The AlarmCalcThreshold class is a subclass of AlarmCalc and is used to calculate alarms based on feature thresholds. This means that an alarm will be created if the value of a feature is above or below a certain threshold.

This type of alarm calculation requires the following keys in the trigger column of the alarm definition in the database:

  • trigger_type: Must be threshold.
  • threshold_type: One of "high" or "low".
    • "high": the alarm is triggered when the value is above the threshold.
    • "low": the alarm is triggered when the value is below the threshold.
  • feature_name: Name of the feature in the performance_db that will be used to calculate the alarm.
  • threshold_value: Value of the threshold that will trigger the alarm.

Class Definition

AlarmCalcThreshold(object_name, alarm_id)

Alarm calculator that calculates alarms based on thresholds.

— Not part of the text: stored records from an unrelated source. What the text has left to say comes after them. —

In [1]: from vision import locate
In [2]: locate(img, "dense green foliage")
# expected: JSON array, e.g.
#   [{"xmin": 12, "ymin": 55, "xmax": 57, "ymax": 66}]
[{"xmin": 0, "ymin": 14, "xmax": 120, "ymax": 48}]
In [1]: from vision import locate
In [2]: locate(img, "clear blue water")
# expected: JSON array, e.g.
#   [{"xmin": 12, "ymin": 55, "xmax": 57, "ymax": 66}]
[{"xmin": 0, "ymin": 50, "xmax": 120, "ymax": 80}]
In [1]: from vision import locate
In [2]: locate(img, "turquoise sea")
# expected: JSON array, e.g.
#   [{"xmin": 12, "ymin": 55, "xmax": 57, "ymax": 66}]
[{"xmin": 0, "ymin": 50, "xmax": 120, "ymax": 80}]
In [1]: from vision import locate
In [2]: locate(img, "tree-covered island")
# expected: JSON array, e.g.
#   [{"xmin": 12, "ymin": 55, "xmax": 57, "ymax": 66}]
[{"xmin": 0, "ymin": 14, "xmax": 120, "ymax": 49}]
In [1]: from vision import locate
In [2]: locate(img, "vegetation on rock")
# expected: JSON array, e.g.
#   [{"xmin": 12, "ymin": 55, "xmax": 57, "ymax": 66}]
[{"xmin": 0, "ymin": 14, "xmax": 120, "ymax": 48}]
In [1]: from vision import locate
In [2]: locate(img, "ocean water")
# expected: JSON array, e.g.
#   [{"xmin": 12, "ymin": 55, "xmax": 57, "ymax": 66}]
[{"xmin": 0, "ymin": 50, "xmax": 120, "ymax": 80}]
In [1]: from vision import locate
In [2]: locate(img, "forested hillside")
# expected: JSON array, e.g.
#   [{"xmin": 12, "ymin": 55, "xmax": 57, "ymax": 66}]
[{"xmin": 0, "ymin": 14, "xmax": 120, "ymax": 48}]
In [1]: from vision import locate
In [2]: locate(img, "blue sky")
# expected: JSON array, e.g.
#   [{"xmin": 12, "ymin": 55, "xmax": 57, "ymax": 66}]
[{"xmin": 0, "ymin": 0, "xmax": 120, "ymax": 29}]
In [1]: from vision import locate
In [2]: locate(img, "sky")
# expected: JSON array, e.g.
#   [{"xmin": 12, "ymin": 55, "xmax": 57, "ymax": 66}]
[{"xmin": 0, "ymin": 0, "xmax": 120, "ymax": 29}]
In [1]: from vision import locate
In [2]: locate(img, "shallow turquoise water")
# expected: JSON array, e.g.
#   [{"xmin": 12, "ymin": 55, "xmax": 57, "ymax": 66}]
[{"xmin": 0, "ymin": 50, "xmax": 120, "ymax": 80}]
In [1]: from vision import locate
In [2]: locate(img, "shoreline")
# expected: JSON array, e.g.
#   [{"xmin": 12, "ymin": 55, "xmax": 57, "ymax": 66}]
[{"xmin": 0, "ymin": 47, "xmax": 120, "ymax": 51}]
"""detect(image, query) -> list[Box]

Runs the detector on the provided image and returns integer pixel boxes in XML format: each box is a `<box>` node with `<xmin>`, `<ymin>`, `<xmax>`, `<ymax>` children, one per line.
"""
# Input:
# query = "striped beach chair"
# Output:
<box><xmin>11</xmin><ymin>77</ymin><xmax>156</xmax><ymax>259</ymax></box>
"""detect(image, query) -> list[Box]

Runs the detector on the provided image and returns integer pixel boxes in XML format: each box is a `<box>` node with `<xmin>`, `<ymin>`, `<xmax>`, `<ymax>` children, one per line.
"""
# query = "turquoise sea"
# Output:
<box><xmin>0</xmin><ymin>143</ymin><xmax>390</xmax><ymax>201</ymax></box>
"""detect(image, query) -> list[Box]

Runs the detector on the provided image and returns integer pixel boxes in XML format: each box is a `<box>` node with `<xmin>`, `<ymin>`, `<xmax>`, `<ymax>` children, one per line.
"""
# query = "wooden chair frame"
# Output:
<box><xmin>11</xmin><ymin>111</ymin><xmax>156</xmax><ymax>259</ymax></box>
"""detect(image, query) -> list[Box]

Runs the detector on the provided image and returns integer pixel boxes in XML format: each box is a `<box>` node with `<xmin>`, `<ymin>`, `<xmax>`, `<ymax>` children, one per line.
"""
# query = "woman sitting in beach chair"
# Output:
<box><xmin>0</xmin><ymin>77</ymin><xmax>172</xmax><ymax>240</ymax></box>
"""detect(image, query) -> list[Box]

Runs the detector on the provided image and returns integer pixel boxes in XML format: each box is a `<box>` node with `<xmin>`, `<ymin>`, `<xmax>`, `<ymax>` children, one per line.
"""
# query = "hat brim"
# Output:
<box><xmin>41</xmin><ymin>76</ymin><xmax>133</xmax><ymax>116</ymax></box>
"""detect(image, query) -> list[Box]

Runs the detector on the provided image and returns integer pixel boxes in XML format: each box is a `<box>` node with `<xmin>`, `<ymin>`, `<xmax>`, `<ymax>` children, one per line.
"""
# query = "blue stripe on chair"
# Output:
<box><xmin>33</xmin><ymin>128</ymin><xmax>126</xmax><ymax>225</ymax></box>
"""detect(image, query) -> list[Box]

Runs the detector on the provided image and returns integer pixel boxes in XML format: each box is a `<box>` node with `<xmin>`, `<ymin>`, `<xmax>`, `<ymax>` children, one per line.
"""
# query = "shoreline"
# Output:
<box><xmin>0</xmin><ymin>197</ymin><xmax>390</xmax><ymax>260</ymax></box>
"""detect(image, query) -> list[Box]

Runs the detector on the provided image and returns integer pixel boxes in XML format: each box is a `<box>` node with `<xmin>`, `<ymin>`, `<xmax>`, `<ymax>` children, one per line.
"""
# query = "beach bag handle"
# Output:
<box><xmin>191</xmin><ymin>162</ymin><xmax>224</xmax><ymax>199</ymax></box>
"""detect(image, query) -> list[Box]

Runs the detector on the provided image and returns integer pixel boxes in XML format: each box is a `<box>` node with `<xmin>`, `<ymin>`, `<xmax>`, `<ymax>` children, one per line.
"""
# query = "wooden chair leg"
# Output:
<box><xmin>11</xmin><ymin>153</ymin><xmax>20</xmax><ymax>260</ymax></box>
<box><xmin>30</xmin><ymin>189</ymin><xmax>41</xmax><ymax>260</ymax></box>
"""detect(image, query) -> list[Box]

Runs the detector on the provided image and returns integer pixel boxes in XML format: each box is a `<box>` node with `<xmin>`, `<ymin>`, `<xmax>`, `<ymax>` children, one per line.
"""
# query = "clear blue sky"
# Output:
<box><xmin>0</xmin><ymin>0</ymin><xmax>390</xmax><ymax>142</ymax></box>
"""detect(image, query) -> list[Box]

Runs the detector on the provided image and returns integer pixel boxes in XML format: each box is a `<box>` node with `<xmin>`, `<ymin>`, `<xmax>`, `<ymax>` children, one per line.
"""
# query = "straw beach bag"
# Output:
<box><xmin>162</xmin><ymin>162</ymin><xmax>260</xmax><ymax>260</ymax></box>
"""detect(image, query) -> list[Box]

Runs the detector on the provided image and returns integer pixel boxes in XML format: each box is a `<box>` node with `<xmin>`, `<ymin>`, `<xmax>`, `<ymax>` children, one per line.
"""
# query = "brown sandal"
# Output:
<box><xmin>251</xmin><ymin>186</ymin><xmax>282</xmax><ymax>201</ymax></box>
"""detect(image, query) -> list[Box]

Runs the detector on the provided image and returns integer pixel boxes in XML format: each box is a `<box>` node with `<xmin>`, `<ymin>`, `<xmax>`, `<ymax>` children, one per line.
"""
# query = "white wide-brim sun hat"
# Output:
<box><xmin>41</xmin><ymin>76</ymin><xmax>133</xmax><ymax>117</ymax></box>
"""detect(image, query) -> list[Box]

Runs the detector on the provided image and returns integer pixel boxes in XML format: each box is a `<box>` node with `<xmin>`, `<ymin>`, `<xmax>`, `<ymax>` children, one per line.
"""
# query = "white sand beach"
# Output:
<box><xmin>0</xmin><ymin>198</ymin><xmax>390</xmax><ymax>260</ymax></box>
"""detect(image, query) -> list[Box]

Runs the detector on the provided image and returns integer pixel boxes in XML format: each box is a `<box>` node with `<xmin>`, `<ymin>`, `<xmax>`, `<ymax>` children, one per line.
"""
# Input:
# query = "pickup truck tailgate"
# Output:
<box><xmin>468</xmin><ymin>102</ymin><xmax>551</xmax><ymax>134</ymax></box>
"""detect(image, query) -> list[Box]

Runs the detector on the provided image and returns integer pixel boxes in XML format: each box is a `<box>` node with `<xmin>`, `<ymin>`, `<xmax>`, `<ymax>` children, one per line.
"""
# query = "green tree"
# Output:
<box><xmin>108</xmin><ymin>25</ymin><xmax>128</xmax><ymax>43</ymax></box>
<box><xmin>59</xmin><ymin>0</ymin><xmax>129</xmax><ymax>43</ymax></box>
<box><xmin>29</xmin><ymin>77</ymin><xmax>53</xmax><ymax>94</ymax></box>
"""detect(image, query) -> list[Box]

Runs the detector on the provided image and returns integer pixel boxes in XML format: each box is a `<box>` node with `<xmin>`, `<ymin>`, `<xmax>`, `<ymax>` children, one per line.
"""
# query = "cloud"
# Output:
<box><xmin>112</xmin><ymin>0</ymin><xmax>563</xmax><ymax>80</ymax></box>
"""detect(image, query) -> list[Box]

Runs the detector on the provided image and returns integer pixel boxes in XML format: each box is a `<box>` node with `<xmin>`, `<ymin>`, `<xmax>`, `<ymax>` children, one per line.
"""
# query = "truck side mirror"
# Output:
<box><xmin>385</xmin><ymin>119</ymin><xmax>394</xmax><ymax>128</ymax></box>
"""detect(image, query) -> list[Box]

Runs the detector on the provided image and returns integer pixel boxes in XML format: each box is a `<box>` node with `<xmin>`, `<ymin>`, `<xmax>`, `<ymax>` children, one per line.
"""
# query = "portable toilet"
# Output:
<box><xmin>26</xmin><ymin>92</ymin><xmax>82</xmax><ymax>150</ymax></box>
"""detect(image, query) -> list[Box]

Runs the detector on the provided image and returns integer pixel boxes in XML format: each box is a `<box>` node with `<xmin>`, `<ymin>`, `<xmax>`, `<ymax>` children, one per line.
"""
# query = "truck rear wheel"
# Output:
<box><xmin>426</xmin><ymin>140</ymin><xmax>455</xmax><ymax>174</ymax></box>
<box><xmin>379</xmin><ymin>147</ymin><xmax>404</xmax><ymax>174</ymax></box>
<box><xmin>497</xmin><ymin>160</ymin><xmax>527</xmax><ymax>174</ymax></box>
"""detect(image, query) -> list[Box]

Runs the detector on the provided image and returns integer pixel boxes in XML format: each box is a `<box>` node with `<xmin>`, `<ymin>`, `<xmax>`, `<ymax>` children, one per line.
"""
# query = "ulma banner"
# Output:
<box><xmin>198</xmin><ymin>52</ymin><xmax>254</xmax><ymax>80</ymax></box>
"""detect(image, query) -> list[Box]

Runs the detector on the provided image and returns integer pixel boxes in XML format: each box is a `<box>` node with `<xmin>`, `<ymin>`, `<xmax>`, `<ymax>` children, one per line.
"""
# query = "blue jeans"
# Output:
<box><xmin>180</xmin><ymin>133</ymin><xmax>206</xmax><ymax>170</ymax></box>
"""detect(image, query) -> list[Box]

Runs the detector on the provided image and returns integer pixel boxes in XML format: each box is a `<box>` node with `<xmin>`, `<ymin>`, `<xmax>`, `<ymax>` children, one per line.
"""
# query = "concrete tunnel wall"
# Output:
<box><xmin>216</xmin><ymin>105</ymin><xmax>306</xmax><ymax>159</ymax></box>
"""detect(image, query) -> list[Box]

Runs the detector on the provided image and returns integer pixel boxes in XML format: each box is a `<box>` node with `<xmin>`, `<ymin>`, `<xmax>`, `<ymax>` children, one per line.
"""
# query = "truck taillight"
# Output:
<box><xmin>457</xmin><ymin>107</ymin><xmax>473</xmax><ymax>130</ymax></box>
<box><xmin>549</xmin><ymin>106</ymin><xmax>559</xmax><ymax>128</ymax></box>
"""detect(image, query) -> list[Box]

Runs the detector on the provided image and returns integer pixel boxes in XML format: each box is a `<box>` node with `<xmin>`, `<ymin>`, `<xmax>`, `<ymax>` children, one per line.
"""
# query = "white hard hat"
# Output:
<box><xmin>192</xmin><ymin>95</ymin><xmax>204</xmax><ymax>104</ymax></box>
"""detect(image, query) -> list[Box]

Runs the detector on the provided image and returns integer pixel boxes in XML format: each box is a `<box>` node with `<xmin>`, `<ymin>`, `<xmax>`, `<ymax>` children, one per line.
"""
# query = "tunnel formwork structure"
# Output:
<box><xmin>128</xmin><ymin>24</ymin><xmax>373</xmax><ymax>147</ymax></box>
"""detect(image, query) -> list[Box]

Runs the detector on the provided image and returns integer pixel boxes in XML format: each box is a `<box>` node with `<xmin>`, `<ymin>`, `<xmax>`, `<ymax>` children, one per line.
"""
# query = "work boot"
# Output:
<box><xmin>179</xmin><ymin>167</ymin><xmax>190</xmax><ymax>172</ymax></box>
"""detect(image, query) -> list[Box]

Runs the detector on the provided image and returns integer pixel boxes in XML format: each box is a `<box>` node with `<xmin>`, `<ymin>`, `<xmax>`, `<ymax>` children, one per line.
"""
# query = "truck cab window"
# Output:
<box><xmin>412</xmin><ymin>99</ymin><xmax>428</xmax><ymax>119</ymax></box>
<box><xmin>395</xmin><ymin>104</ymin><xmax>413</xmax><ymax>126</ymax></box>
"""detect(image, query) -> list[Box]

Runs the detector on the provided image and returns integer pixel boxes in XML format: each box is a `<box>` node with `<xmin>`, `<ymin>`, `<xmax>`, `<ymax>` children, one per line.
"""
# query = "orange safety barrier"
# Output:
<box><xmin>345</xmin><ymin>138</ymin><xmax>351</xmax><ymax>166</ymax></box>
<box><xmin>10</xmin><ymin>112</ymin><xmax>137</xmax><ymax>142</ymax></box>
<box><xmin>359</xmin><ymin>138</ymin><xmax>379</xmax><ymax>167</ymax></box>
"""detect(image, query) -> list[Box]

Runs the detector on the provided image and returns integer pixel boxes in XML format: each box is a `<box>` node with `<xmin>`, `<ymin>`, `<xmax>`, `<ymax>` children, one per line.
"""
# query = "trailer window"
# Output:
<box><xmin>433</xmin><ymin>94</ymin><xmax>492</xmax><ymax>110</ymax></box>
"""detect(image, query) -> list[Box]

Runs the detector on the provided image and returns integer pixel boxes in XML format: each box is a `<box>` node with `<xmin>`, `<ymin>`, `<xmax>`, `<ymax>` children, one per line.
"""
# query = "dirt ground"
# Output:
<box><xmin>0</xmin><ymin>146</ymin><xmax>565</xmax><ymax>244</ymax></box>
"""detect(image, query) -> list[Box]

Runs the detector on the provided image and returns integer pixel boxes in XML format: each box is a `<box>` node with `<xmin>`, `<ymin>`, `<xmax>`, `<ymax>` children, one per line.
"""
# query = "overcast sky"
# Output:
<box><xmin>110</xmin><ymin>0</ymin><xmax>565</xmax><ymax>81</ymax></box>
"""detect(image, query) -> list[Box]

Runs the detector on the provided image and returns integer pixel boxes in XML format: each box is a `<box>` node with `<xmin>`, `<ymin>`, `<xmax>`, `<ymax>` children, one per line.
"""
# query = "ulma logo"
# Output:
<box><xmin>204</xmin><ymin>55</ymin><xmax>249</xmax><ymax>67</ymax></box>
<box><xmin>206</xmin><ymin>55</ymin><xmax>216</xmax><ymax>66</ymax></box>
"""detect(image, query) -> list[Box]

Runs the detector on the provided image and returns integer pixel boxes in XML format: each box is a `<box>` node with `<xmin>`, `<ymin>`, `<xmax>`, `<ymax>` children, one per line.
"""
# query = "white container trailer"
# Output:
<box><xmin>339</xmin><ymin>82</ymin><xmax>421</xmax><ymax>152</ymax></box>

It expects the following settings in the trigger columns of the alarm in performance_db:

  • trigger_type: "threshold"
  • threshold_type: One of "high" or "low":
    • "high": the alarm is triggered when the value is above the threshold.
    • "low": the alarm is triggered when the value is below the threshold.
  • feature_name: Name of the feature in the performance_db that will be used to calculate the alarm.
  • threshold_value: Value of the threshold that will trigger the alarm.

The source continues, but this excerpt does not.